Coupang CEO Resigns After Breach Exposes 33M Users, Including Door Codes

SEOUL - The co-chief executive of South Korea’s dominant e-commerce platform resigned Wednesday amid widening fallout from a data theft that compromised the personal information of nearly two-thirds of the country's population.

Coupang (NYSE: CPNG) confirmed earlier this month that an internal actor accessed and extracted records belonging to 33.7 million customers. The breach, which went undetected for five months, has triggered a multi-agency investigation, a sharp drop in user engagement, and the immediate restructuring of the company’s leadership.

The Insider Threat

The breach was not the result of an external hack, but rather an abuse of internal access privileges. Coupang reported to regulators that the unauthorized extraction was carried out by a former developer-identified by police as a Chinese national-who had worked at the company’s Seoul headquarters for two years.

According to investigators from the Seoul Metropolitan Police Agency, the suspect allegedly utilized legitimate credentials to scrape customer data from internal servers. The extraction began on June 24, 2025, but remained unnoticed by Coupang’s security operations center until November 18, 2025.

Following the company’s disclosure, police authorities raided Coupang’s Songpa District headquarters over three days starting December 9, seizing server logs and employee hard drives to reconstruct the full scope of the data exfiltration.

Motivation: Extortion, Not Public Sale

New details have emerged regarding the motive behind the theft. Investigators revealed that the breach was discovered only after the suspect contacted Coupang directly, demanding a financial payoff in exchange for keeping the stolen data private.

As of this week, there is no confirmed evidence that the dataset has been listed for public sale on major dark web marketplaces or hacking forums. However, authorities warned users to remain vigilant against phishing and "smishing" (SMS phishing) attacks, as police are still working to determine if the suspect transferred the data to associates or private brokers prior to the extortion attempt.
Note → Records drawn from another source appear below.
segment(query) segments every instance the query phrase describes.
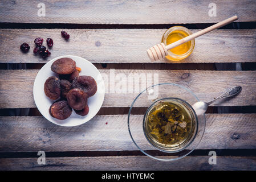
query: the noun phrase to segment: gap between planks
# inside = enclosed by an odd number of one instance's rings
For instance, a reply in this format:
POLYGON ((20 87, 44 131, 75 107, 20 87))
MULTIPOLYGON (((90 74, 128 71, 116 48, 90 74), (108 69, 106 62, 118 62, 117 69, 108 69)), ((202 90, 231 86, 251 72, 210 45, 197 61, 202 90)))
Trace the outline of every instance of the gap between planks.
MULTIPOLYGON (((131 115, 132 134, 144 150, 152 150, 144 139, 143 116, 131 115)), ((207 114, 206 117, 205 134, 197 150, 256 148, 256 114, 207 114)), ((1 117, 0 151, 137 150, 127 129, 127 115, 97 115, 72 127, 54 125, 42 117, 1 117)))
MULTIPOLYGON (((35 107, 32 87, 38 71, 0 70, 2 97, 0 108, 35 107)), ((140 90, 161 82, 173 82, 185 86, 192 90, 200 100, 204 101, 210 100, 225 90, 239 85, 242 87, 242 90, 238 96, 228 100, 215 102, 212 106, 256 105, 256 71, 100 69, 100 72, 105 81, 105 94, 102 106, 104 107, 129 107, 140 90), (111 75, 115 78, 115 86, 113 86, 113 82, 110 82, 111 75), (117 79, 115 77, 116 75, 124 76, 125 79, 117 79), (151 80, 147 80, 149 76, 151 77, 151 80), (136 82, 139 84, 135 84, 136 82), (111 88, 115 88, 117 84, 121 84, 124 89, 126 86, 125 93, 116 92, 111 93, 111 88), (133 93, 128 93, 129 88, 132 88, 133 93)), ((80 75, 86 75, 86 73, 82 71, 80 75)), ((180 94, 177 95, 180 92, 180 89, 173 88, 172 90, 161 93, 161 97, 180 97, 180 94)), ((151 104, 151 101, 145 94, 142 94, 141 97, 144 102, 136 103, 135 107, 147 107, 151 104)), ((196 102, 191 100, 187 93, 184 94, 182 98, 191 102, 191 105, 196 102)))
POLYGON ((210 165, 209 156, 186 156, 166 162, 144 156, 0 159, 1 170, 255 170, 256 157, 218 156, 210 165))
MULTIPOLYGON (((208 1, 44 2, 46 18, 38 16, 38 2, 2 0, 1 22, 65 23, 78 24, 170 24, 219 22, 235 14, 240 22, 256 21, 254 1, 214 1, 217 15, 210 17, 208 1), (33 8, 34 7, 34 8, 33 8), (26 12, 26 13, 24 13, 26 12)), ((213 7, 212 7, 212 9, 213 7)))
MULTIPOLYGON (((62 29, 1 29, 0 63, 45 63, 59 56, 75 55, 93 63, 152 63, 146 50, 160 42, 165 30, 71 29, 68 31, 70 39, 66 41, 60 36, 62 29), (46 59, 32 53, 34 40, 39 35, 44 39, 50 37, 54 42, 50 49, 51 56, 46 59), (24 42, 31 46, 27 53, 19 49, 24 42)), ((155 63, 255 62, 255 29, 216 30, 197 38, 195 48, 187 58, 172 62, 162 59, 155 63)))

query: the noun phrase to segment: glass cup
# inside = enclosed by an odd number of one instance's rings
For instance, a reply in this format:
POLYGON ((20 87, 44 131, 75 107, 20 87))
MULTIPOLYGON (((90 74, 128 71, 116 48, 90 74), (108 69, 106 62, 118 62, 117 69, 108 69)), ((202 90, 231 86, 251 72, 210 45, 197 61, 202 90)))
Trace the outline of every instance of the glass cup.
POLYGON ((197 147, 205 132, 205 114, 197 115, 192 107, 198 101, 190 90, 180 85, 161 83, 148 87, 135 98, 129 110, 128 128, 132 140, 143 153, 155 159, 172 161, 188 155, 197 147), (146 131, 145 118, 151 109, 159 102, 168 100, 185 107, 192 119, 194 129, 180 146, 163 146, 154 141, 146 131), (144 115, 138 115, 133 113, 136 107, 148 109, 144 115))
POLYGON ((186 146, 193 142, 193 140, 197 133, 198 122, 197 116, 194 109, 188 102, 178 98, 164 98, 153 102, 147 110, 143 118, 143 131, 148 142, 154 147, 164 152, 174 152, 182 150, 182 148, 185 148, 186 146), (148 127, 149 114, 156 105, 160 102, 162 102, 174 104, 176 105, 179 106, 179 107, 184 108, 184 110, 187 111, 187 113, 189 113, 189 117, 191 118, 191 128, 188 132, 188 136, 184 139, 184 140, 179 142, 178 143, 176 143, 172 144, 163 144, 156 139, 153 135, 151 134, 150 131, 149 131, 149 130, 148 127))
MULTIPOLYGON (((186 28, 186 27, 182 27, 182 26, 174 26, 172 27, 168 30, 167 30, 164 34, 162 37, 162 40, 161 42, 163 43, 165 46, 167 46, 168 44, 169 44, 170 43, 168 42, 168 37, 170 36, 172 36, 173 34, 178 34, 179 37, 181 38, 184 38, 186 36, 188 36, 189 35, 190 35, 192 34, 192 32, 186 28)), ((175 40, 175 41, 177 41, 178 40, 175 40)), ((187 57, 188 56, 189 56, 191 53, 193 52, 193 50, 194 48, 194 44, 195 44, 195 40, 194 39, 193 39, 190 41, 188 42, 187 43, 185 43, 183 44, 177 46, 176 48, 174 48, 173 49, 172 49, 170 50, 168 50, 168 55, 165 56, 165 57, 172 61, 179 61, 182 59, 184 59, 186 57, 187 57), (182 47, 183 46, 183 47, 182 47), (186 48, 184 48, 184 46, 186 46, 186 48), (175 53, 173 53, 174 49, 184 49, 185 50, 187 50, 187 51, 185 52, 182 52, 181 54, 177 54, 176 52, 174 52, 175 53)))

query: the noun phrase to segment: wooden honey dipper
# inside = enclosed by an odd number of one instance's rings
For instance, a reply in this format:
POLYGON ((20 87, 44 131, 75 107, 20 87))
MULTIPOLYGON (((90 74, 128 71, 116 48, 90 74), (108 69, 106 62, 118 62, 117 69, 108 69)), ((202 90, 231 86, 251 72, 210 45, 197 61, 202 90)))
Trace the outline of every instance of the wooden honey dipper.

Exposed Data: Physical Security at Risk

While Coupang stated that financial data such as credit card numbers and passwords remained secure, the exposed dataset creates significant physical security risks for victims. The leaked information includes granular details used for logistics and delivery:

• Full Names and Phone Numbers
• Email Addresses
• Physical Home Addresses
• Door Entry Codes (Commonly used by delivery drivers in South Korea to access gated apartment complexes or front doors)
• Order Histories

The exposure of door codes is particularly concerning in South Korea, where digital door locks are ubiquitous. Privacy advocates have warned that combining physical addresses with entry codes poses an immediate safety threat to affected households.

Timeline of the Breach

• June 24, 2025: The suspect begins extracting data using internal credentials.
• November 18, 2025: Coupang security teams detect the anomaly after five months of activity.
• November 29, 2025: The company formally discloses the incident to the Personal Information Protection Commission (PIPC) and the public.
• December 9, 2025: Police launch a search and seizure operation at Coupang HQ.
• December 10, 2025: Co-CEO Park Dae-jun resigns to take responsibility for the oversight failures; Harold Rogers is appointed as interim replacement.

Regulatory and Legal Consequences

The scale of the breach places Coupang in a precarious legal position. Under the amended Personal Information Protection Act (PIPA), the PIPC has the authority to impose fines of up to 3% of total annual revenue if investigators determine that the company failed to implement adequate internal controls or monitoring systems.

The financial implications are already materializing. Following the news, Coupang shares dropped on the New York Stock Exchange, and a New York-based law firm announced plans for a class-action lawsuit, alleging that the company’s governance failures violated securities laws. Simultaneously, legal challenges are mounting in Seoul Central District Court, where victims are seeking damages for emotional distress and potential privacy violations.

Mass User Exodus

Consumer reaction has been swift and severe. Market analytics firm IGAWorks released data showing that Coupang’s Daily Active Users (DAU) fell by approximately 1.8 million-from 17.98 million to 16.17 million-in the week immediately following the disclosure.

Public anger has been fueled by the nature of the data lost and the delay in detection. The PIPC has since ordered the company to revise its terms of service to simplify the process for users wishing to delete their accounts, a move that may accelerate the platform's churn rate.